I kept going, south with the crowd, past the Holocaust
memorial, aware of the irony of cremated remains falling down on a place
honoring my dead, cremated relations.
Debris kept raining down as we stumbled blind, further south and into
Battery Park itself.
A man shuffled by, wearing pajama bottoms, flannel robe and
slippers, and I wondered if he had his wallet, if he would be able to get some
clothes. Everyone was covered in a layer of white dust, some more thickly than
others. I thought of Pompeii, of tables set for meals that no one would ever
eat and was glad that my coffee maker had an automatic shut-off.
The Marriot employees, the ones who had fled through the
courtyard, were huddled together in a thick knot. Their nametags told where
they were from: countries in Africa and Asia, members of the European Union,
people from Utah and Montana and Maryland, all no doubt eager for the prestigious
New York placement, all having traveled far to be a part of history.
At Castle Clinton, the fort that protected the New York
harbor since its earliest days, I stopped and I leaned up against the wall; the
fort had stood for centuries, would probably protect me for a little while
longer.
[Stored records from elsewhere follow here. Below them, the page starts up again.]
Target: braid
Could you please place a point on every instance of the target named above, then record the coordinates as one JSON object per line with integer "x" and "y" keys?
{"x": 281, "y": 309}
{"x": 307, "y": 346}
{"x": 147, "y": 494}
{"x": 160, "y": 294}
That’s when I saw one of my friends from the building and when we both
saw the Staten Island Ferry; we later found out that it was the last ferry to
leave Manhattan that day.
We got on that ferry and went to Staten Island. Later, I was
able to get to Brooklyn, where I was reunited with my family, and after a few
more days, we were able to go home for long enough to pack one suitcase per person,
and to rescue the cats. It was months before we got to go home and live. When we
got home, we found a place with no subway within a mile, no supermarket, a weird
grey mud covering all the streets, and a National Guard checkpoint to enter the
neighborhood. The neighborhood bar, liquor store and dry cleaner were all doing
a booming business.
My city was hurt and three of the four members of my family
were within blocks of the falling towers, close enough to see it all happen. It’s
taken a long time to heal, longer for some of us than others. But we’re OK.
None of us were hurt, and we were fortunate enough to be helped by friends,
sometimes by strangers, along the way.
We’ve all come through it to the other side.
Here’s the thing: my family and I are survivors, not
victims. And so is my beautiful city, filled with people who are and always
have been generous, proud and brave.